A tan sólo un mes de la finalización de la edición crítica del Manojuelo Poético-Musical de Nueva York2, sus editores nos hemos quedado con no pocos temas abiertos y sembrados de ricas sugerencias que requieren ser tratados más allá de los límites del estudio introductorio que atiende a los manuscritos y sus copistas; a la suerte del tiempo que hizo posible que el valioso repertorio viajara de España a Alemania y de allí a Manhattan; a fuentes poéticas y musicales; a reflexiones últimas, en definitiva, sobre los porqués y los juegos entre el sublime arte de la poesía y el espiritual de la música.
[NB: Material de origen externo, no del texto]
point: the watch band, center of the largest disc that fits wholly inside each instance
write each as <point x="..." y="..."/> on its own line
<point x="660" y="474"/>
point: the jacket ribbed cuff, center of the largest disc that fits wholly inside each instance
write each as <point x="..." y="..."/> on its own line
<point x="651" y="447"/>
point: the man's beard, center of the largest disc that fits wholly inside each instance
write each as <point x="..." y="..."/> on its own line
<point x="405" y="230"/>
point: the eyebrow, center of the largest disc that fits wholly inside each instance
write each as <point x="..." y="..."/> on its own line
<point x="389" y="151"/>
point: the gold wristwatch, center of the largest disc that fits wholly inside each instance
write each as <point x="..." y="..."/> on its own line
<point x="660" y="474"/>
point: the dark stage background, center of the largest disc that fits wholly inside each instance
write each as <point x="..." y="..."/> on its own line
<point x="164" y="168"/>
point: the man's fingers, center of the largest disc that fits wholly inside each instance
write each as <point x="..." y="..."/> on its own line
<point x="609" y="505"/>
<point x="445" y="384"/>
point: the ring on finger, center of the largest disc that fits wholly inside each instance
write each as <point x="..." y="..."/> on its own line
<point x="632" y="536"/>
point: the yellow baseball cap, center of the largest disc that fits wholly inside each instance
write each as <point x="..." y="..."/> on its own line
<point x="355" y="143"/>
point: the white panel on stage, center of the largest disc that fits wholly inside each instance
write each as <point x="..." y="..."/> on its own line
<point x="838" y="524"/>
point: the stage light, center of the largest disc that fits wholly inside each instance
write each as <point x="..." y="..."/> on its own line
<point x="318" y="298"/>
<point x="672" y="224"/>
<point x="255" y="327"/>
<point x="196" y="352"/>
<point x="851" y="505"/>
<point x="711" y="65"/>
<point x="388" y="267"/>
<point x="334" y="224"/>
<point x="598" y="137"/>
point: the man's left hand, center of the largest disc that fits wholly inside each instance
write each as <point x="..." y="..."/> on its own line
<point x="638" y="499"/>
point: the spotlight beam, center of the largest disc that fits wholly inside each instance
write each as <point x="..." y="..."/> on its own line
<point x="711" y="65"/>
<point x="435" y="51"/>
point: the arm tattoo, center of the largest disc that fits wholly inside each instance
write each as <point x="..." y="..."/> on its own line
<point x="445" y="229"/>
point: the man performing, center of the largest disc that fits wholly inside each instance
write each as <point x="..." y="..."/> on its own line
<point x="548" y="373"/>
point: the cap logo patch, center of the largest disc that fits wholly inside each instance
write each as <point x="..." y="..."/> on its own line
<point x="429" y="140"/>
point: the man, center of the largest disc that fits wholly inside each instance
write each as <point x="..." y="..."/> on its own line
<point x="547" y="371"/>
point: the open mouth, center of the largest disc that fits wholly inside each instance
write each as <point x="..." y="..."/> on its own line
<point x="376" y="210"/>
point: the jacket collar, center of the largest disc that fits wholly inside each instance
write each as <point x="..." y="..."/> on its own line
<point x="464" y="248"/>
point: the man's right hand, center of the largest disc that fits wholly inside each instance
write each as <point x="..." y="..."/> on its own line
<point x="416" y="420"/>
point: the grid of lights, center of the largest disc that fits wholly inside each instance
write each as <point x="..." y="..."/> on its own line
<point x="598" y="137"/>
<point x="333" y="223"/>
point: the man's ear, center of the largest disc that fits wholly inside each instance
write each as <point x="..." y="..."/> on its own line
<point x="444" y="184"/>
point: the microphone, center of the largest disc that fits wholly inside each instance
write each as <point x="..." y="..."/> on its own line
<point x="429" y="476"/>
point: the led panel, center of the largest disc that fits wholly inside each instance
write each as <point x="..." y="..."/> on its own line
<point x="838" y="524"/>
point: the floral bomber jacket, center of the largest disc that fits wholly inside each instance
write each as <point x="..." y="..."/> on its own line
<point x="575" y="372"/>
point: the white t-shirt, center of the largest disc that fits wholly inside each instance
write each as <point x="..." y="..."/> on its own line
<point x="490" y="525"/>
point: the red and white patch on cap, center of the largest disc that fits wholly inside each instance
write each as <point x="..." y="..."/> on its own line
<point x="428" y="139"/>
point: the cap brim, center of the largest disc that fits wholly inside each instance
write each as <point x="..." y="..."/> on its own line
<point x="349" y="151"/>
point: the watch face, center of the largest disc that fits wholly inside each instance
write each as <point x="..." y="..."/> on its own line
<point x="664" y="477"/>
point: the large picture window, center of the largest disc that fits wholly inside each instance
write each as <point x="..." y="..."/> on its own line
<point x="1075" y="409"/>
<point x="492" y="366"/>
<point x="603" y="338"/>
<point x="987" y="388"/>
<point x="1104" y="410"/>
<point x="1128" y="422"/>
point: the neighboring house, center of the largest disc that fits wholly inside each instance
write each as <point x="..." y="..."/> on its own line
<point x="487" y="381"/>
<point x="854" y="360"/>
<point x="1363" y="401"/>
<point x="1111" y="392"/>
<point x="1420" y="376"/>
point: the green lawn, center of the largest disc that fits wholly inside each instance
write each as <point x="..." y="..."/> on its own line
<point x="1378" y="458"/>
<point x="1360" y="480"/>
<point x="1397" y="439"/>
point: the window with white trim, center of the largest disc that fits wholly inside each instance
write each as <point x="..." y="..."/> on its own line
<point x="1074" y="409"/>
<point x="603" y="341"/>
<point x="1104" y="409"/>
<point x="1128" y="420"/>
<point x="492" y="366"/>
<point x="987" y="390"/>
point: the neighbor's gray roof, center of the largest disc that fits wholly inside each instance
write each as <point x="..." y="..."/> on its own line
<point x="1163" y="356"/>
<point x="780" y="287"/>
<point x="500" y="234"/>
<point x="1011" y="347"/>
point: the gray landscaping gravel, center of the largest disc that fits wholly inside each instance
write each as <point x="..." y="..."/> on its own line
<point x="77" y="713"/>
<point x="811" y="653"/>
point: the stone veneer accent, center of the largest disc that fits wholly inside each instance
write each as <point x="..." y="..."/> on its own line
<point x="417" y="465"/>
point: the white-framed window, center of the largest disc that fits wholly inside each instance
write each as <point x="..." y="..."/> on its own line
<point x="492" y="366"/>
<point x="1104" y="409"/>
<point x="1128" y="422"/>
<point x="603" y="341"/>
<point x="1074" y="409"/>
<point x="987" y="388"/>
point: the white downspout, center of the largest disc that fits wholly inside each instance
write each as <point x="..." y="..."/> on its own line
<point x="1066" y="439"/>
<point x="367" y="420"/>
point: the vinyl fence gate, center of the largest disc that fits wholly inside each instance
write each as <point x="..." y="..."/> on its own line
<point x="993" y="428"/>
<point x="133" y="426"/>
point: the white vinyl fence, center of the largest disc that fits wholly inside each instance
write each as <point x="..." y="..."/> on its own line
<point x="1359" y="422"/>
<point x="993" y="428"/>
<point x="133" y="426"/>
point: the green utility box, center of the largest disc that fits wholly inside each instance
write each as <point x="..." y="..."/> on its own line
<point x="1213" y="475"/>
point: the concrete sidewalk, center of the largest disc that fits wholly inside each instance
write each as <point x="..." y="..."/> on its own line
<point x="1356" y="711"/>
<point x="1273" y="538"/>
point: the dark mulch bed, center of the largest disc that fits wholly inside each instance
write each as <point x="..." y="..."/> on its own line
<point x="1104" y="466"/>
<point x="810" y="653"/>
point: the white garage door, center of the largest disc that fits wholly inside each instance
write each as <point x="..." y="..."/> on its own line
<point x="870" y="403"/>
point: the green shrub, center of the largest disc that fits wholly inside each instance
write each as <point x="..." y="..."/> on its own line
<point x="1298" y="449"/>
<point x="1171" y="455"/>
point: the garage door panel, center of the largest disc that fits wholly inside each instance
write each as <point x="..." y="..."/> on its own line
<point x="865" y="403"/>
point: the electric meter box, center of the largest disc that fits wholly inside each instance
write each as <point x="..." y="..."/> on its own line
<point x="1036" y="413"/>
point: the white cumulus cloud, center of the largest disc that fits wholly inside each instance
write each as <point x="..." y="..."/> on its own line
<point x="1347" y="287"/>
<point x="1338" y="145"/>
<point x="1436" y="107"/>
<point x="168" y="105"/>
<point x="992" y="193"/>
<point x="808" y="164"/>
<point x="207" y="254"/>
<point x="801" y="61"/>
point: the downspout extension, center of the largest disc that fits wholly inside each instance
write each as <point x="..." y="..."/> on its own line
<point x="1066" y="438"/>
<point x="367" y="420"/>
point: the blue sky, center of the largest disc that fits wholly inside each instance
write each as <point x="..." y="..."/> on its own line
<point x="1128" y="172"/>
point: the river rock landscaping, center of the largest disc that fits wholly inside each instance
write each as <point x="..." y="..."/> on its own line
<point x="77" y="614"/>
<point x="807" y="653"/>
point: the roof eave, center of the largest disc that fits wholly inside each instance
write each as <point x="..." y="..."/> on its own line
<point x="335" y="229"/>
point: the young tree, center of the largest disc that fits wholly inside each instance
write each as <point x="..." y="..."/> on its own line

Pero en estas páginas nos proponemos reflexionar sobre el motivo que hace posible que el repertorio delManojuelo neoyorkino presente una asombrosa dramatización tanto musical como poética. Como el lector sabrá, llevamos ya publicados seis volúmenes del repertorio poético-musical del barroco hispánico, de cancioneros en los que se recogen las mejores composiciones líricas para la corte de Felipe III y Felipe IV. Sin embargo, hemos de decir que lo que ha diferenciado este repertorio del resto es que en éste hemos encontrado, excepcionalmente, monólogos en recitativo, fragmentos de zarzuelas convertidos en tonos humanos, damas que rompen su silencio y aprovechan todos los resortes de la voz y del canto para burlarse o arremeter cruelmente contra la tiranía de Amor, que ha osado convertirlas a ellas, las inalcanzables y desdeñosas de la lírica áurea, en esclavas de su séquito, sabedoras como son de su superioridad ante el propio dios. A excepción de las composiciones a cuatro voces que muestran la misma estructura e idéntico estilo que las obras del Libro de Tonos Humanos o del Cancionero Poético-Musical Hispánico de Lisboa, nos sorprenden los dúos y las piezas a solo con un estilo musical más evolucionado técnicamente. Pongamos dos ejemplos bien elocuentes: «¡Ay, que me río de Amor!»3 y «¿Quién significa mejor...?», piezas ambas extraídas de la zarzuela Los juegos olímpicos de Agustín de Salazar y Torres, y de la que, pese a no haberse conservado la totalidad de su música4, podemos escuchar parte de sus versos gracias a la inspiración de Juan Hidalgo5.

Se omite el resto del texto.